If you specify ID variables in the ID statement, the values of the first ID variable are used as labels; otherwise, observation numbers are used as labels.

FITPLOT<(NOLIMITS | NODATA)>

creates a plot of fitted conditional quantiles against the single continuous variable specified in the model. You can request this plot when only a single continuous variable is specified in the model in the form of one or more polynomials or spline effects. Multiple lines or curves are drawn on this plot if you specify several quantiles with the QUANTILE= option in the MODEL statement. For a single quantile, confidence limits are added to the plot by default. The NOLIMITS option suppresses these limits. The NODATA option suppresses the observed data, which are superimposed on the plot by default.

HISTOGRAM

creates a histogram for the standardized residuals based on the quantile regression estimates. The histogram is superimposed with a normal density curve and a kernel density curve.

NONE

suppresses all plots.

QQPLOT

creates the normal quantile-quantile plot for the standardized residuals based on the quantile regression estimates.
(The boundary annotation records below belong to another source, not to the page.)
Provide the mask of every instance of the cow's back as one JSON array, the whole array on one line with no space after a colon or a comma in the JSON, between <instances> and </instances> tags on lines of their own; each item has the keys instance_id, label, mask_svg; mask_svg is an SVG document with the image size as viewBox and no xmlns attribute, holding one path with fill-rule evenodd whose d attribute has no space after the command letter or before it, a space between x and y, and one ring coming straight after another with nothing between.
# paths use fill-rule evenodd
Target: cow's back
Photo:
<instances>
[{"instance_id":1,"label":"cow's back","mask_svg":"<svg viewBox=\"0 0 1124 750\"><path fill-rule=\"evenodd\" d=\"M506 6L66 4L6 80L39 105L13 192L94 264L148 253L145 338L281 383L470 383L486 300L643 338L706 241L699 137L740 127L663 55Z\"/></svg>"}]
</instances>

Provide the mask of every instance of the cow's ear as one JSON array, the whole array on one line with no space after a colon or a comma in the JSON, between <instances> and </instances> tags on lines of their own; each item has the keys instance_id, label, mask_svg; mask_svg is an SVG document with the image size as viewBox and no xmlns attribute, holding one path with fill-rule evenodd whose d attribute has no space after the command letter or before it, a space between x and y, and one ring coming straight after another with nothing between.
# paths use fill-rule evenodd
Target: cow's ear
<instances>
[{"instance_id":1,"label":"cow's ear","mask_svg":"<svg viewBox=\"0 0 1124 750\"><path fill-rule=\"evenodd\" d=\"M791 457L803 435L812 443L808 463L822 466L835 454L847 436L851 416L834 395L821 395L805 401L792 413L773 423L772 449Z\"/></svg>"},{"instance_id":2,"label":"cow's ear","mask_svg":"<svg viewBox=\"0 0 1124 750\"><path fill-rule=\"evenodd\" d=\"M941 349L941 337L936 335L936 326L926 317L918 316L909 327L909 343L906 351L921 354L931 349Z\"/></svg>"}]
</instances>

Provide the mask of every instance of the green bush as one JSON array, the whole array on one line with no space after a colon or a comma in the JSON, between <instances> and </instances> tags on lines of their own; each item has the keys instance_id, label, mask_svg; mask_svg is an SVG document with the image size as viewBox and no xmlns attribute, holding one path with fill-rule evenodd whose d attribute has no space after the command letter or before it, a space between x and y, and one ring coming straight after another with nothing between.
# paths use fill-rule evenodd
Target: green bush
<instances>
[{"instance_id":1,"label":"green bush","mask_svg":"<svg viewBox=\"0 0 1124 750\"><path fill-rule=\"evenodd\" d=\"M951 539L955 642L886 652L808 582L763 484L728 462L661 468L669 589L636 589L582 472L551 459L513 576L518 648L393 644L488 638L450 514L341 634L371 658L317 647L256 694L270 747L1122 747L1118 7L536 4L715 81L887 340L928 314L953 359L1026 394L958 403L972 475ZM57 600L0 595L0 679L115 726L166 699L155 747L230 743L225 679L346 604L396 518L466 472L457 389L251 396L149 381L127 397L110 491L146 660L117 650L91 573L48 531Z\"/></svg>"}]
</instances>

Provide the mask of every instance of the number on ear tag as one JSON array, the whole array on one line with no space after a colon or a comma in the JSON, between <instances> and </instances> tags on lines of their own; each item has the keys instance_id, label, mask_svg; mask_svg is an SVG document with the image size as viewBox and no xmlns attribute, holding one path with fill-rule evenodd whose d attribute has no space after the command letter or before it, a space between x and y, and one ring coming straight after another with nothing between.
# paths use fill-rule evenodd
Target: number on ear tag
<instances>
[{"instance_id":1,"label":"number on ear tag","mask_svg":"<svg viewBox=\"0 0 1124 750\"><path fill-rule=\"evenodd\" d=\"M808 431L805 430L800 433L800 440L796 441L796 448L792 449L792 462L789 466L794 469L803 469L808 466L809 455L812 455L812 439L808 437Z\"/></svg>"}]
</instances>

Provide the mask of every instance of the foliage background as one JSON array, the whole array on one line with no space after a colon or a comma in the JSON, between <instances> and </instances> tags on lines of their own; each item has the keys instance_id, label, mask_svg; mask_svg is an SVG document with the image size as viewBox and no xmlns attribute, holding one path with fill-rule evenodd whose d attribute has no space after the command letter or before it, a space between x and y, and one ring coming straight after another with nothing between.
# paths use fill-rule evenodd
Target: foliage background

RDPLOT<(LABEL=ALL | LEVERAGE | NONE | OUTLIER)>

creates the plot of standardized residual against robust distance. See the section Leverage Point and Outlier Detection for details about robust distance. The LABEL= option specifies a label method for points on this plot. These label methods are described in Table 72.4.

By default, the QUANTREG procedure labels both outliers and leverage points.

If you specify ID variables in the ID statement, the values of the first ID variable are used as labels; otherwise, observation numbers are used as labels.

PP: requests preprocessing to speed up the interior point algorithm or the smoothing algorithm. The preprocessing uses a subsampling algorithm to reduce the original problem to a smaller one iteratively. It assumes that the data set is evenly distributed. Preprocessing should be used only for very large data sets, such as data sets with more than 100,000 observations. See Portnoy and Koenker (1997) for details.